Do the math in your head: How many cops, doing how many hours of investigation, will it take to unravel tens of billions of dollars of overlapping fraud in government-funded health care, transportation, daycare, and homeless services nonprofits, in California and Minnesota and wherever else large numbers of nonprofits chase a massive pool of federal, state, and local public funds?
Americans are quite lightly policed, and should be. I live in a suburban town of about 27,000 people that tends to have four or five police officers on duty. Minneapolis has a population of close to half a million people, and the city is working with around 600 sworn officers (while the city charter says it requires a minimum police staffing of 731 cops, a number the city can no longer hope to reach). In a nation of 340 million people, the FBI has 13,700 special agents. We’re not a country that maintains a culture of honesty through coercion and punishment, or expects to. Our police do their work at the margins and are funded and staffed on the premise that they’re chasing small numbers of bad guys in a population of honest citizens. If that cultural premise fails, we don’t have the cops to fix it.
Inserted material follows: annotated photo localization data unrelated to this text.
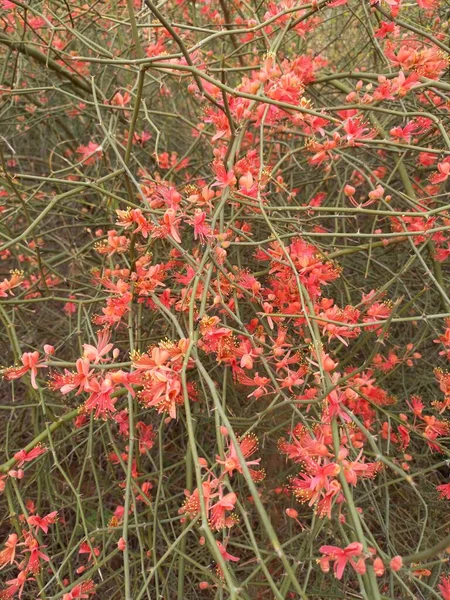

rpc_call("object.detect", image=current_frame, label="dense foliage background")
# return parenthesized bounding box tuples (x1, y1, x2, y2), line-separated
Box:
(1, 0, 450, 598)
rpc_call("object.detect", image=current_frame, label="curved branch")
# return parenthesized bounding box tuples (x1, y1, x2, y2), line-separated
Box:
(0, 33, 92, 94)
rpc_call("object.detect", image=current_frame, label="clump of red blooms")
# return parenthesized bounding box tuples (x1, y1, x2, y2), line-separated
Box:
(179, 431, 264, 538)
(2, 0, 450, 597)
(3, 250, 450, 593)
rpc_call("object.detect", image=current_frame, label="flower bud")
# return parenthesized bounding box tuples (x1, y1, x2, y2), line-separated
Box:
(344, 184, 356, 197)
(390, 555, 403, 571)
(118, 537, 126, 551)
(373, 557, 385, 577)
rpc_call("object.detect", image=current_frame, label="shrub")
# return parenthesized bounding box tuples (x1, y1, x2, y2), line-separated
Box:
(1, 0, 450, 598)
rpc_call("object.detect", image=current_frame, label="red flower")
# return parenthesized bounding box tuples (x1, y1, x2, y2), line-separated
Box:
(0, 535, 21, 569)
(62, 580, 96, 600)
(83, 377, 117, 420)
(209, 491, 238, 530)
(13, 446, 47, 468)
(437, 482, 450, 500)
(76, 142, 103, 165)
(27, 511, 58, 534)
(319, 542, 364, 580)
(438, 575, 450, 600)
(136, 422, 156, 454)
(3, 351, 46, 389)
(0, 571, 33, 599)
(217, 434, 265, 481)
(82, 329, 115, 364)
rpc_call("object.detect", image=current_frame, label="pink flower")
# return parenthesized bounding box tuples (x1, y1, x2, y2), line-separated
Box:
(136, 422, 156, 454)
(319, 542, 364, 579)
(110, 92, 131, 107)
(417, 0, 438, 9)
(437, 482, 450, 500)
(3, 351, 46, 389)
(209, 491, 237, 530)
(438, 575, 450, 600)
(163, 209, 182, 243)
(0, 534, 21, 569)
(216, 434, 265, 482)
(389, 121, 417, 143)
(13, 446, 47, 468)
(212, 163, 236, 188)
(431, 161, 450, 184)
(216, 541, 239, 562)
(27, 511, 58, 534)
(0, 271, 24, 298)
(1, 571, 33, 599)
(190, 209, 211, 243)
(83, 329, 114, 363)
(78, 542, 100, 562)
(84, 377, 117, 419)
(62, 580, 96, 599)
(76, 142, 103, 165)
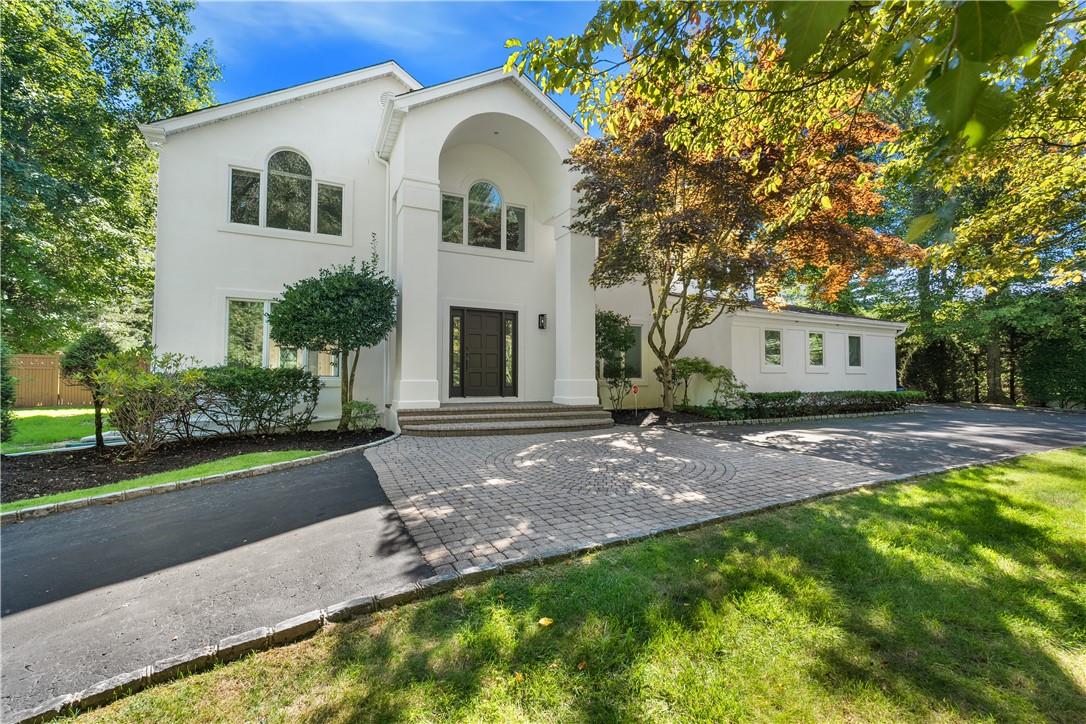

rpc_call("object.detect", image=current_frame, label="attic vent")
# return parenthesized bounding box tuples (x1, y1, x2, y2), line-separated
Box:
(379, 91, 394, 107)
The first place to stop fraud is with a healthy culture. The second place to stop it is in a limited government that doesn’t offer a bunch of free cash for thieves to steal. The third solution, investigations and arrests, is clumsy, slow, and likely to prove grossly inadequate.
Two competing memories guide my idea of the cultural solution. First, on a road trip through the small town Midwest, this Los Angeles resident kept stopping at grocery stores and post offices where people baffled me by leaving their cars running — windows down, keys in the car — while they went inside for 10 or 20 minutes to do their business. They assumed, on long evidence, that they were safe from their neighbors, who would not and did not steal.
But second, in Kuwait, as a soldier in 2006, I watched as military arrests piled up and an officer in charge of Iraq War logistics killed himself. In the Middle East, people bidding for giant government contracts politely showed up with suitcases full of cash for the officials who approved the contracts. Of course they did. That’s how business is done, right?
In much of the world, that’s the daily organizing presumption. If there’s a bucket of money, somebody’s going to be shrewd enough and tough enough to take from it, so why would you be weak enough to not grab your share?
The more we undermine the first culture and import the second, the more we’re going to foster public services fraud. That’s not what we want to do.